On returning home from the DDR, I found in my mail the 1974 New Year’s greeting card from the regime’s Zentralantiquariat (Centralized Antiquarian Book Dealer), from which I have bought a number of ancient theological tomes. This year the card displayed an attractive woodcut of a window partially open to the morning sun, accompanied by a quotation from Marxist playwright Bertolt Brecht, author of Threepenny Opera and Mother Courage, whose last years (1948–56) were spent in East Berlin as director of The Berliner Ensemble. I translate:
Pleasures: The first glance out of the window in the morning. The rediscovery of an old book. Snow. The changing seasons. The newspaper. One’s dog. The dialectic. Showers and swimming. Classical music. Comfy shoes. Modern music. Travels. Singing. Friendship.
Materialistic? Not in the narrow sense of the term, for genuinely human values are emphasized. But tragically secular, for the limits of the world establish the limits of Brecht’s list.
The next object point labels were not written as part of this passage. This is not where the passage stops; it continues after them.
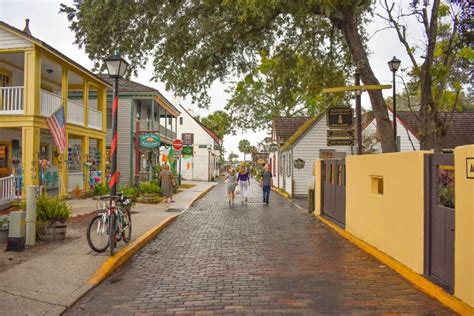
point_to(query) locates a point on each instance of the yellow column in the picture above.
(64, 88)
(32, 81)
(85, 93)
(30, 143)
(85, 158)
(63, 172)
(103, 158)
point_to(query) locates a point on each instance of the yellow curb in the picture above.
(200, 196)
(417, 280)
(284, 195)
(125, 253)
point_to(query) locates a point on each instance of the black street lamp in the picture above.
(394, 64)
(116, 67)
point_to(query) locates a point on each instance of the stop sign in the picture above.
(177, 144)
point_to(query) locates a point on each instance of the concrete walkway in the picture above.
(51, 281)
(253, 259)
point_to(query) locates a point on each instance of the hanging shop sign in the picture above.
(187, 151)
(149, 140)
(340, 117)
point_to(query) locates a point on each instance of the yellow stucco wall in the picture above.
(392, 221)
(464, 226)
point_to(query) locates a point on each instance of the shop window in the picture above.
(377, 185)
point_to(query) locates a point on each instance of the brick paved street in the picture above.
(252, 259)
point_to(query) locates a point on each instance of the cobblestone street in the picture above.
(252, 259)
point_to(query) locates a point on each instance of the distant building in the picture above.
(202, 161)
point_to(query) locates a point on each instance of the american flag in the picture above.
(57, 128)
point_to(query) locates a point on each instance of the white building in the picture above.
(307, 144)
(203, 164)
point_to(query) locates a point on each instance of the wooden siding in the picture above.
(307, 148)
(9, 40)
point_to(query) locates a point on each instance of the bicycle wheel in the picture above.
(97, 236)
(127, 220)
(112, 233)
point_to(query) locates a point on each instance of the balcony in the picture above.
(12, 103)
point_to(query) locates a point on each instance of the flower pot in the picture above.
(53, 231)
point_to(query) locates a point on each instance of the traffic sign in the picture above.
(341, 133)
(177, 144)
(340, 117)
(341, 142)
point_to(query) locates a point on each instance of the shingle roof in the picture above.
(460, 131)
(285, 127)
(128, 85)
(301, 131)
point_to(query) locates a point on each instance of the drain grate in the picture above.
(174, 210)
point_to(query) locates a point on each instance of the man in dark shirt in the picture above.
(266, 184)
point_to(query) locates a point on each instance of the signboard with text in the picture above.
(340, 117)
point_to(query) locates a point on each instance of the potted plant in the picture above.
(51, 217)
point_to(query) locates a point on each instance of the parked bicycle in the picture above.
(112, 224)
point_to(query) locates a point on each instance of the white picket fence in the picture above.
(7, 190)
(11, 100)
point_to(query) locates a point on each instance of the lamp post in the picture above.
(116, 67)
(394, 64)
(209, 163)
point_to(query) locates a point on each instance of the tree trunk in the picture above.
(348, 26)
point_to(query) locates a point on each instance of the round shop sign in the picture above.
(177, 144)
(150, 140)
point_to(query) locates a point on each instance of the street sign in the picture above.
(188, 138)
(187, 151)
(177, 144)
(340, 117)
(150, 140)
(341, 133)
(341, 142)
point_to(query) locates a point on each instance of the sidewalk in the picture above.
(50, 281)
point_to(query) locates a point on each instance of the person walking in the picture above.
(266, 183)
(244, 182)
(167, 183)
(231, 180)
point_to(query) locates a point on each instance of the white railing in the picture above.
(95, 119)
(11, 100)
(7, 189)
(75, 113)
(49, 103)
(75, 179)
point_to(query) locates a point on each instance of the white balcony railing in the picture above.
(11, 100)
(95, 119)
(49, 103)
(75, 113)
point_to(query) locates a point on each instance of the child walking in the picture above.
(244, 182)
(266, 184)
(231, 180)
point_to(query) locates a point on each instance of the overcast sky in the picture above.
(51, 27)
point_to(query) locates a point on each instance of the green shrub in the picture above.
(129, 192)
(149, 188)
(52, 209)
(100, 189)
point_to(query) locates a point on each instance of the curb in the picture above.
(411, 276)
(114, 262)
(200, 196)
(283, 195)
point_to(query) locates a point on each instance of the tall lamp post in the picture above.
(116, 67)
(394, 64)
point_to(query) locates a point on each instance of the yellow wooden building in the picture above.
(35, 79)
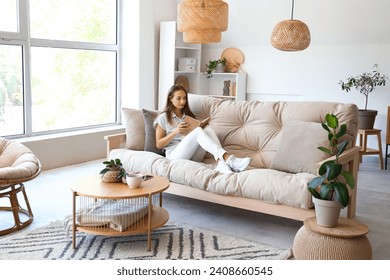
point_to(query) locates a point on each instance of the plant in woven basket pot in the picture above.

In reality, a newspaper reminds one that Koheleth was right after all: there is nothing new under the sun, and the human experience apart from God is vexation, not pleasure. Even François Villon read the deeper message of the snow—its terrible fragility, mirroring the terrible fragility of human life: “Where are the snows of yesteryear?” One’s beloved dog dies, never to return. The dialectic, as a formal principle, can more readily lead to Orwell’s 1984 than to the classless society. And what good is the sun of a new year if increasing entropy will eventually bring the universe to heat-death? Without the Sun of righteousness, all is vanity.
The same mail brought the latest issue of the New Yorker, and one of its cartoons shows a middle-class, middle-age American husband lecturing to his wife in their living room. He points to a blackboard where he has written the following sequence: “Mortgage paid. Solvent. Fully insured. Kids OK—on their own. We have our health. We have each other. Total: HAPPINESS.” Says his wife: “Would you run through that once again, please, Walter?” But no matter how many times Walter runs through it, it comes out the same: a secularism, divorced from eternity, differing in no significant way from Brecht’s conception of happiness.
We might as well admit it. East side and West side are committed to secularistc goals, and all around the town childish human beings are singing ring-around-the-rosy while London bridge is falling down. The trouble comes from satisfaction with earthly cities and objectives when we ought to be seeking “the better City, that is the heavenly one, which hath foundations, whose builder and maker is God.”
To strike deeper than pleasure and happiness to true joy, one must learn the lesson taught in Neander’s great chorale hymn, which we sang in Bach’s church in Leipzig as the chimes rang in a new year of grace: “Praise to the Lord, the Almighty, the King of creation! O my soul, praise Him, for He is thy Health and Salvation!”